The Story
Logon triggers were implemented in SQLServer 2005 with SP2. Now we - the instance administrators - are able to perform some stuff at the actual logon time of a user. This way, we could, for example, restrict users access during a certain part of the day, only allow connections from certain addresses.
To check on my licenses, I believed I could use logon triggers to track how many users connected from how many client machines.
I developed a little logon trigger, which executed using the 'sa' context, so I didn't have to grant insert to my logging database and table. I didn't mind that I would have to use "original_login_name" to get the actual connecting user id. This all looked pretty straight forward, not much rocket science at all.
I first tested it at my dba-dev instance. It worked just fine, not much overhead to be noticed, ..... cool.
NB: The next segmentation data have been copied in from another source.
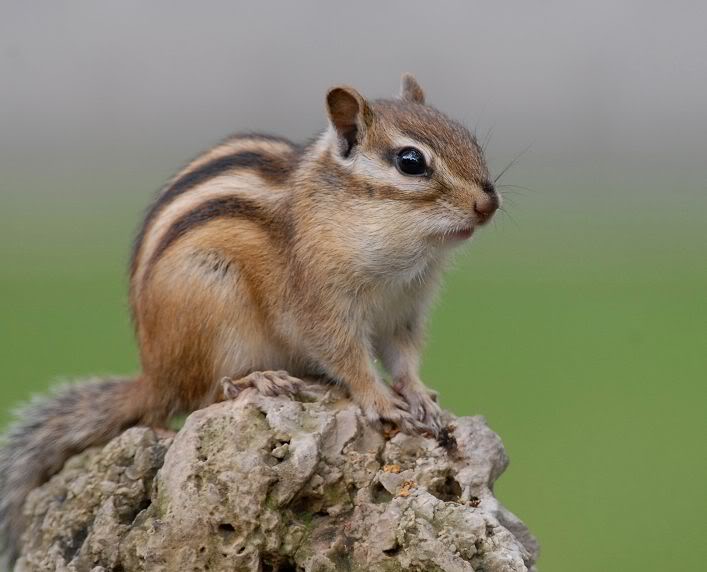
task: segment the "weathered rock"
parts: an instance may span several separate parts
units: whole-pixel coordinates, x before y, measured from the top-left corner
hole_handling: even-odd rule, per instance
[[[18,571],[534,570],[491,492],[507,465],[480,417],[438,441],[382,434],[330,389],[245,392],[172,439],[125,432],[29,497]]]

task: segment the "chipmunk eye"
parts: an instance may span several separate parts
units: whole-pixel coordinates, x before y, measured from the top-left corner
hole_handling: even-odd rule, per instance
[[[427,172],[425,156],[414,147],[404,147],[398,151],[395,166],[404,175],[424,175]]]

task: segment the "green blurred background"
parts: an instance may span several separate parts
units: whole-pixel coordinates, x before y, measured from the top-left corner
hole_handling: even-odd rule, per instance
[[[541,570],[704,569],[707,49],[684,4],[9,3],[0,420],[57,379],[137,369],[130,243],[185,160],[231,131],[304,139],[328,85],[387,95],[411,70],[493,131],[495,172],[530,145],[446,280],[427,383],[502,436],[497,492]]]

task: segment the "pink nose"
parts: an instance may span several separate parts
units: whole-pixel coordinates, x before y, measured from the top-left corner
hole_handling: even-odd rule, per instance
[[[498,193],[493,189],[484,186],[484,194],[474,200],[474,212],[479,217],[481,224],[487,222],[500,206]]]

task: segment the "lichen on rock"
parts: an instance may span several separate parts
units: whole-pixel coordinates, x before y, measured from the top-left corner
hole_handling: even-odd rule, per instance
[[[71,459],[28,498],[16,570],[518,572],[537,543],[493,496],[481,417],[381,432],[335,388],[247,390]]]

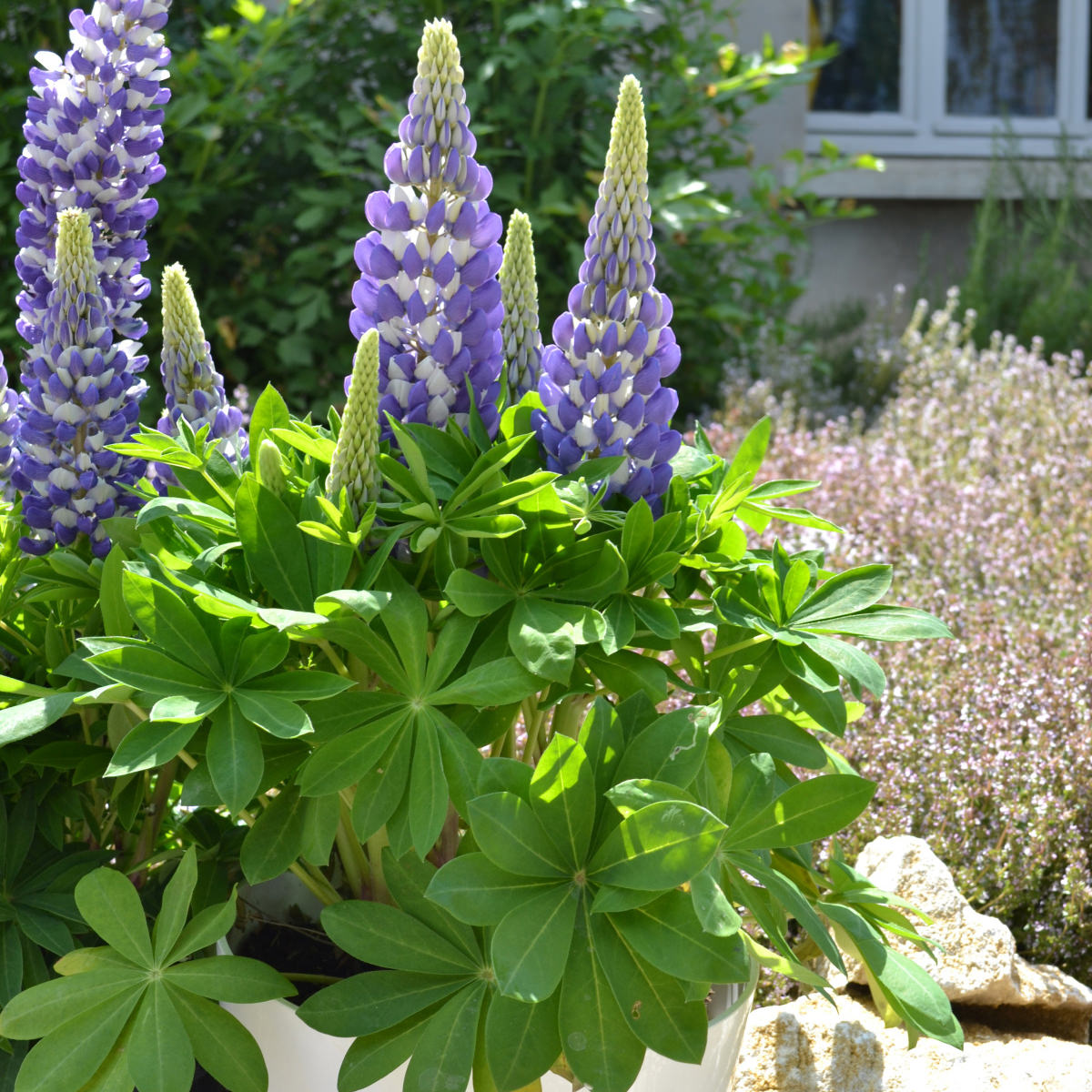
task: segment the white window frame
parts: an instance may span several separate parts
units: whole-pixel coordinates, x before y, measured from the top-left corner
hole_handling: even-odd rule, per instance
[[[1053,118],[963,117],[946,109],[948,0],[903,0],[900,110],[850,114],[810,110],[806,147],[818,153],[823,140],[843,152],[881,156],[988,158],[998,136],[1020,138],[1021,155],[1053,158],[1063,133],[1092,141],[1088,117],[1089,0],[1057,0],[1057,116]]]

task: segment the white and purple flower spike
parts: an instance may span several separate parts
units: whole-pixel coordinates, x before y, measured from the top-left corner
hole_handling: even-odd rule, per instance
[[[0,501],[15,499],[15,487],[11,484],[12,455],[15,437],[19,435],[16,407],[19,397],[8,387],[8,369],[0,355]]]
[[[23,365],[11,479],[32,533],[20,546],[46,554],[84,534],[92,553],[105,557],[110,542],[99,521],[141,502],[124,487],[143,476],[144,462],[106,446],[136,428],[147,392],[136,373],[147,357],[135,355],[135,342],[114,341],[82,209],[60,213],[54,265],[41,341]]]
[[[505,260],[498,275],[500,301],[505,308],[500,332],[508,361],[508,401],[514,404],[527,391],[538,390],[543,355],[534,239],[531,221],[519,209],[513,210],[508,218]]]
[[[170,51],[164,46],[171,0],[95,0],[91,13],[69,16],[72,48],[64,58],[39,52],[31,70],[16,195],[24,204],[15,241],[20,334],[43,339],[52,280],[57,216],[85,209],[91,216],[99,292],[114,333],[142,337],[138,310],[149,294],[141,262],[144,230],[155,215],[149,187],[165,171],[163,86]]]
[[[595,213],[569,310],[543,349],[533,424],[551,471],[585,459],[625,455],[607,495],[658,508],[680,436],[669,427],[678,395],[661,385],[679,364],[670,301],[653,286],[655,247],[649,206],[649,144],[641,85],[618,92]]]
[[[503,317],[497,271],[500,217],[489,212],[489,171],[463,88],[459,45],[447,20],[425,24],[410,112],[383,157],[390,189],[365,213],[375,228],[356,245],[360,277],[349,329],[379,331],[379,413],[443,428],[470,422],[471,397],[490,435],[500,393]],[[346,393],[347,393],[346,380]]]
[[[247,454],[242,411],[224,393],[224,377],[212,360],[186,270],[177,262],[163,271],[163,385],[167,412],[156,428],[178,435],[185,419],[198,431],[209,426],[210,440],[223,440],[221,453],[233,462]]]

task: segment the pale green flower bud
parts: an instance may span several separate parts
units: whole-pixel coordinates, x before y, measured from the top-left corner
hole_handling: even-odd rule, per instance
[[[356,346],[345,417],[327,478],[327,496],[336,503],[345,489],[358,520],[379,496],[378,454],[379,332],[372,329],[361,335]]]
[[[284,464],[281,462],[281,452],[270,439],[262,440],[258,448],[258,480],[278,497],[283,496],[288,488]]]
[[[186,270],[179,264],[163,271],[163,385],[167,412],[158,429],[178,435],[185,419],[197,431],[209,426],[210,440],[223,440],[221,451],[228,459],[247,452],[242,413],[224,393],[224,377],[216,370],[205,341],[198,302]]]
[[[500,333],[508,361],[508,399],[519,402],[527,391],[538,390],[543,339],[538,332],[538,285],[535,283],[535,250],[531,221],[519,209],[508,221],[505,260],[500,272],[500,301],[505,321]]]

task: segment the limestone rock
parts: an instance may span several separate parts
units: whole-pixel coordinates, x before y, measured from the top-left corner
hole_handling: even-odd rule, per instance
[[[931,1040],[906,1047],[853,995],[756,1009],[732,1092],[1092,1092],[1092,1046],[1032,1032],[963,1025],[962,1052]]]
[[[919,930],[942,947],[938,962],[900,938],[892,947],[937,981],[961,1018],[1088,1043],[1092,989],[1056,966],[1021,959],[1008,926],[972,909],[926,842],[906,834],[877,838],[855,867],[933,918]],[[851,982],[866,981],[855,961],[847,959],[846,970]]]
Since the test succeeded, it was time to roll out on the developers instances (8 instances).
Once again, everything went just fine.
We managed to get a good overview of the number of clients hitting our instances and were able to store all connection related data.
One week after the implementation in DEV, it was rolled out to QA.
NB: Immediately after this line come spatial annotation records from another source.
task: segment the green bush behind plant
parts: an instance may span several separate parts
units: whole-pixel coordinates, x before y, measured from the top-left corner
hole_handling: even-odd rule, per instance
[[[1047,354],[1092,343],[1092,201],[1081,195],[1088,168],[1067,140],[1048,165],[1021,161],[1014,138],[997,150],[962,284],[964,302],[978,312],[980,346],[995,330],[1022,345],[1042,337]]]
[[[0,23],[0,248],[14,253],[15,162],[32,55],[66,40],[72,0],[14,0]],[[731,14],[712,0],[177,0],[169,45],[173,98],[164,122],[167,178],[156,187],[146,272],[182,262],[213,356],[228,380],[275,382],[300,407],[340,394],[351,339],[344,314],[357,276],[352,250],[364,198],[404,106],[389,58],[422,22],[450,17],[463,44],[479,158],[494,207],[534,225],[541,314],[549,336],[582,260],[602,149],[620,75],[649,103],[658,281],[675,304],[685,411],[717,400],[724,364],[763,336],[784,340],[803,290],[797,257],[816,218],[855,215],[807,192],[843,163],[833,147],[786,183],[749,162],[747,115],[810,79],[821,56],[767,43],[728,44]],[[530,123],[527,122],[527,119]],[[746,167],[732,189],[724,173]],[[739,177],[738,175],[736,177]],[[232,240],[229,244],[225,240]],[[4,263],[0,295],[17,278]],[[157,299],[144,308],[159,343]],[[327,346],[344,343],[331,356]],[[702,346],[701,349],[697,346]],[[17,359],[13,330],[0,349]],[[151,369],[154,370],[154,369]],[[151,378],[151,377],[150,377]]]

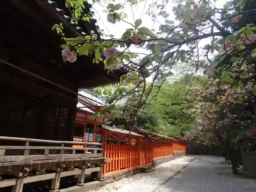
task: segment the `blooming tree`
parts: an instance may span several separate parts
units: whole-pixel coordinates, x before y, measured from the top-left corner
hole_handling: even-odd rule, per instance
[[[247,24],[234,32],[227,27],[227,23],[231,25],[241,22],[244,14],[254,11],[244,9],[249,1],[233,0],[222,8],[216,6],[217,0],[166,1],[161,4],[157,1],[150,5],[147,13],[154,21],[160,23],[158,31],[143,27],[146,22],[140,18],[135,18],[132,23],[127,22],[125,18],[129,16],[125,13],[125,2],[111,1],[105,7],[106,22],[113,26],[124,22],[131,28],[123,29],[120,37],[103,35],[94,31],[84,36],[65,37],[66,44],[61,45],[63,59],[65,62],[74,62],[78,57],[85,55],[94,57],[95,63],[104,63],[104,69],[110,72],[121,68],[129,71],[120,78],[123,86],[117,89],[109,105],[102,108],[104,115],[134,120],[139,109],[148,102],[148,95],[158,82],[158,77],[165,75],[161,79],[164,81],[171,74],[170,71],[179,66],[185,66],[185,69],[195,75],[205,70],[208,77],[200,92],[209,87],[220,90],[225,85],[223,95],[218,93],[215,99],[219,102],[231,100],[234,95],[225,93],[239,90],[245,84],[250,84],[251,91],[255,92],[253,77],[256,26]],[[72,2],[67,1],[67,5],[71,5]],[[100,3],[97,0],[94,2]],[[139,3],[131,0],[127,3],[135,7]],[[75,5],[72,7],[74,20],[90,21],[86,14],[81,16],[82,4]],[[173,6],[172,13],[166,11],[170,6]],[[158,20],[159,17],[165,19],[164,23]],[[133,47],[146,49],[149,53],[145,55],[133,53],[130,50]],[[213,55],[218,57],[213,59]],[[152,79],[151,83],[145,80],[150,76]],[[128,86],[131,84],[132,87]],[[132,96],[127,100],[129,104],[122,108],[115,105],[114,101],[127,95]],[[188,96],[188,99],[193,99],[191,97]]]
Even there, no problems at all.
In noticed a number of connections being registrated, so I got at ease and planned implementation in our production environments.
All needed paperwork was done and the "request for change" was submitted and approved.
The rollout was prepared (including fall back scenarios, mind you) for our 15 instances of sql2005 and got launched at the approved time. (Day x at noon).
The production rollout
Within seconds after the launch, the first production instance dumped and crashed !
However, I didn't notice the instance being failed over to the other node of the cluster.
But that wasn't the hottest issue at that time.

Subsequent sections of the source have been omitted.